Penyaluran Kredit Manufaktur Bank Mandiri Tetap Moncer di Tengah Gejolak Global



KONTAN.CO.ID – JAKARTA. PT Bank Mandiri (Persero) Tbk (BMRI) tetap mencermati dinamika global, termasuk kenaikan harga energi yang berpotensi menekan sektor-sektor dengan intensitas energi tinggi seperti manufaktur dan perdagangan. 

Meski menghadapi tekanan biaya energi dan logistik, Bank Mandiri menilai sektor pengolahan (manufaktur) dan perdagangan masih memiliki kontribusi signifikan terhadap perekonomian nasional serta prospek jangka panjang yang positif, khususnya pada industri bernilai tambah tinggi. 

Corporate Secretary Bank Mandiri Adhika Vista menyampaikan, kedua sektor tersebut tetap menjadi fokus strategis perseroan dalam penyaluran kredit guna memperkuat fondasi ekonomi nasional secara berkelanjutan.


Baca Juga: Penyaluran Kredit Infrastruktur Bank Mandiri Tumbuh 15,23% Hingga Agustus 2025

Hingga akhir Februari 2026, penyaluran kredit Bank Mandiri ke sektor manufaktur tercatat tumbuh 11,37% secara tahunan (year on year/YoY) menjadi Rp 203,7 triliun.

Sementara itu, kredit ke sektor perdagangan meningkat 6,59% YoY menjadi Rp125,6 triliun.

“Pada saat yang sama, kualitas kredit pada kedua sektor tetap terjaga dengan baik, tercermin dari rasio kredit bermasalah (NPL) yang rendah dan terkendali,” ujar Adhika kepada kontan.co.id, Kamis (9/4/2026).

Ia menambahkan, kondisi tersebut menunjukkan resiliensi pelaku usaha di tengah tekanan global, khususnya terkait kenaikan harga energi dan biaya logistik.

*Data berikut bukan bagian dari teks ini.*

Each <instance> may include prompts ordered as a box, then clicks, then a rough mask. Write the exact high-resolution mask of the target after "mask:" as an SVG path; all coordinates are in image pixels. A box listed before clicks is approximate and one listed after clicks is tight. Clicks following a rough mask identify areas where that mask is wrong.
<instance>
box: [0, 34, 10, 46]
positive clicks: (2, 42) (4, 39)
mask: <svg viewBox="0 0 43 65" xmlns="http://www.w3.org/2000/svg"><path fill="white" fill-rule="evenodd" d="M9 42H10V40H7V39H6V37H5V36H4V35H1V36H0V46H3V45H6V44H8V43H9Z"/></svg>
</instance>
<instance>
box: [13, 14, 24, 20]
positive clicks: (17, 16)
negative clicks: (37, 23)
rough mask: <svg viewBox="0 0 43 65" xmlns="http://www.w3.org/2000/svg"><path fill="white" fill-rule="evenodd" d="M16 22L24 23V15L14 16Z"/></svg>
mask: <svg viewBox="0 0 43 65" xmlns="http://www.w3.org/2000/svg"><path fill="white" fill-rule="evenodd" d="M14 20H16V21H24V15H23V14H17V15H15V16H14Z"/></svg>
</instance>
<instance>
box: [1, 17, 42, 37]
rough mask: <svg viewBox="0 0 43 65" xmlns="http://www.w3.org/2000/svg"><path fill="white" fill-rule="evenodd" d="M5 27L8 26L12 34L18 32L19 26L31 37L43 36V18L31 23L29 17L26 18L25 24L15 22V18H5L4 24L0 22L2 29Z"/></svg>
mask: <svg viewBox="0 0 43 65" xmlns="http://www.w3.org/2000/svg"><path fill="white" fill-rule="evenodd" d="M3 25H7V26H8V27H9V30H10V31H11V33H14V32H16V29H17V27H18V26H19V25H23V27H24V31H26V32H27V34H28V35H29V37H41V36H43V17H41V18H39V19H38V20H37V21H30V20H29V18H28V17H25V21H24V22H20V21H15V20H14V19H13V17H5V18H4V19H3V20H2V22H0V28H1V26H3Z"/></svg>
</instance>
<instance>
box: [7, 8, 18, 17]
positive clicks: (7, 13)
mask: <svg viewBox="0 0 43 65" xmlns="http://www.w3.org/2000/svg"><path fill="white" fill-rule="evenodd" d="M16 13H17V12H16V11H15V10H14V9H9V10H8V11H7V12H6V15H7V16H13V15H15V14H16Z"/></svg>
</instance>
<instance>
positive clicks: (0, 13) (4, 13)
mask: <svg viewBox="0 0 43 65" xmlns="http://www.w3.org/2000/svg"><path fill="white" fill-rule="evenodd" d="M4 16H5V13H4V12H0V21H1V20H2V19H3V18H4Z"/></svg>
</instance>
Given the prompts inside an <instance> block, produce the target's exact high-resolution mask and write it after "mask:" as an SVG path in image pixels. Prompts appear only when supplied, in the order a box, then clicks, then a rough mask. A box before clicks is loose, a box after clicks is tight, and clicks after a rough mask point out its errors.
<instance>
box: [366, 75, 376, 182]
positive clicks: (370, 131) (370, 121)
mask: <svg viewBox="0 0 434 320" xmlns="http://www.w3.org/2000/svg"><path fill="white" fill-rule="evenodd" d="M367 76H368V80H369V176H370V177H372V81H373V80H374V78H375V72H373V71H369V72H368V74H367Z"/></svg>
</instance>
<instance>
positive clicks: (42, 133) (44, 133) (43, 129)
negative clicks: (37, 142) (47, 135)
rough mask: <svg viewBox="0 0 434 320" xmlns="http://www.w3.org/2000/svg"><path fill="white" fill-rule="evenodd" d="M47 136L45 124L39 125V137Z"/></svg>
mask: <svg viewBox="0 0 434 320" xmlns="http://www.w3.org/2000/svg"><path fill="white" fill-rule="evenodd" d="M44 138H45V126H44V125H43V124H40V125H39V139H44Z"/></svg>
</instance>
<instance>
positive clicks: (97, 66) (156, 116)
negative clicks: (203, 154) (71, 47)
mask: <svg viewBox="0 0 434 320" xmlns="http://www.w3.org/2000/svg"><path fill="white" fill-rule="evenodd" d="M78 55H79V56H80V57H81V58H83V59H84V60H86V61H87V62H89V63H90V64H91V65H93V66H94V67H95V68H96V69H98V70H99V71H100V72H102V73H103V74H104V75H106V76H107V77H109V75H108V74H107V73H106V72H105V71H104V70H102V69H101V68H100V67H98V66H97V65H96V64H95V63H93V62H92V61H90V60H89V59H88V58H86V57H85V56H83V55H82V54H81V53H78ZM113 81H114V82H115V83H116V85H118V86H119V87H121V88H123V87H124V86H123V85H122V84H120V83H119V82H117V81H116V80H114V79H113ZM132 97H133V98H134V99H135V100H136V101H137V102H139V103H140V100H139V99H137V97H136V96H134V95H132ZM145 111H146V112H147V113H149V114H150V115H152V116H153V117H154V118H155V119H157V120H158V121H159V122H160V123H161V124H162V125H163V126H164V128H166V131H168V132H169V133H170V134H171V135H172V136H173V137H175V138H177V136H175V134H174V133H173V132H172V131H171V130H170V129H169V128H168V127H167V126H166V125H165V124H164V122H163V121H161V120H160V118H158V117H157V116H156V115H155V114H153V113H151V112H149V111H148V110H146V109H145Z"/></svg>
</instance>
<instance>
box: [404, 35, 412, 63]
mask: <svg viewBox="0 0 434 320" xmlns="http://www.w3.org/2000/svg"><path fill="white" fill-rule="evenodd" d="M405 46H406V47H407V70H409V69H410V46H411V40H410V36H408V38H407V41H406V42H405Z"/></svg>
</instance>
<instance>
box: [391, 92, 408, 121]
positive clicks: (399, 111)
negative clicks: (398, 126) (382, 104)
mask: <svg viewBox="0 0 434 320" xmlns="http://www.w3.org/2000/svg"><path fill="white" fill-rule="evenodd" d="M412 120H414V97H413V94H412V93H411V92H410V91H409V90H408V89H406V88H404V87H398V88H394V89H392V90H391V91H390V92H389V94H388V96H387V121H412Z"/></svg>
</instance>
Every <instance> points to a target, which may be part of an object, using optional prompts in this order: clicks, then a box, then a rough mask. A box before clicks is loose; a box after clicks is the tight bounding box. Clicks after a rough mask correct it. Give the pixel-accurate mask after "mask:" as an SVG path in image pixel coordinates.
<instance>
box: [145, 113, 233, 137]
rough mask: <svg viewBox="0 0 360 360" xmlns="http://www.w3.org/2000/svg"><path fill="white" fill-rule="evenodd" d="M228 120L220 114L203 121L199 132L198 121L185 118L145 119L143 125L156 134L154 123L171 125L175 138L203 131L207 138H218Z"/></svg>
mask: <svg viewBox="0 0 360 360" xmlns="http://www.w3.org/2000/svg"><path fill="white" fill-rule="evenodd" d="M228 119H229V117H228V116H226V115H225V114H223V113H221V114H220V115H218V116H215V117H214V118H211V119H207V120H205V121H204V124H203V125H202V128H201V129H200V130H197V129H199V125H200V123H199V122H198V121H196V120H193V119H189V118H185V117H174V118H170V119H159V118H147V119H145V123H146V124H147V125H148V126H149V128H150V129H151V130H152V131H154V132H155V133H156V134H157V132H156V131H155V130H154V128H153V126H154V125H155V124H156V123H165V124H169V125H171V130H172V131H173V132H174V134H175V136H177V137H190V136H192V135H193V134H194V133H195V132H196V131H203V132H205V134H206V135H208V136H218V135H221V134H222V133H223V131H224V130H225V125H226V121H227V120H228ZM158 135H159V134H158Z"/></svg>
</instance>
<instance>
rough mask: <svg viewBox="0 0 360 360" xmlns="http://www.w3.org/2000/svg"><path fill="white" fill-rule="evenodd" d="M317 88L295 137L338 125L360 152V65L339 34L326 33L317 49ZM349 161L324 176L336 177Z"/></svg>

Ke depan, Bank Mandiri akan terus memantau perkembangan risiko, terutama pada sektor-sektor yang sensitif terhadap dinamika global.

 
BMRI Chart by TradingView

Penyaluran kredit pun akan tetap dilakukan secara prudent dan selektif dengan mengedepankan manajemen risiko yang komprehensif.

Selain itu, perseroan juga akan mendorong akselerasi sektor manufaktur dan perdagangan melalui berbagai inisiatif, seperti sinergi pembiayaan, layanan advisory, serta penyediaan solusi keuangan yang disesuaikan dengan kebutuhan industri.

Baca Juga: Kredit Infrastruktur Bank Mandiri Tembus Rp 412,13 Triliun per Agustus 2025

Dalam implementasinya, Bank Mandiri tetap mempertimbangkan sejumlah aspek penting, mulai dari kapasitas usaha, prospek pasar, efisiensi operasional, hingga tata kelola dan prinsip keberlanjutan.

“Bank Mandiri juga terus memperkuat kolaborasi dengan pelaku usaha dan mitra strategis dalam membangun ekosistem yang mendukung sektor produktif serta penguatan ekonomi kerakyatan,” imbuhnya.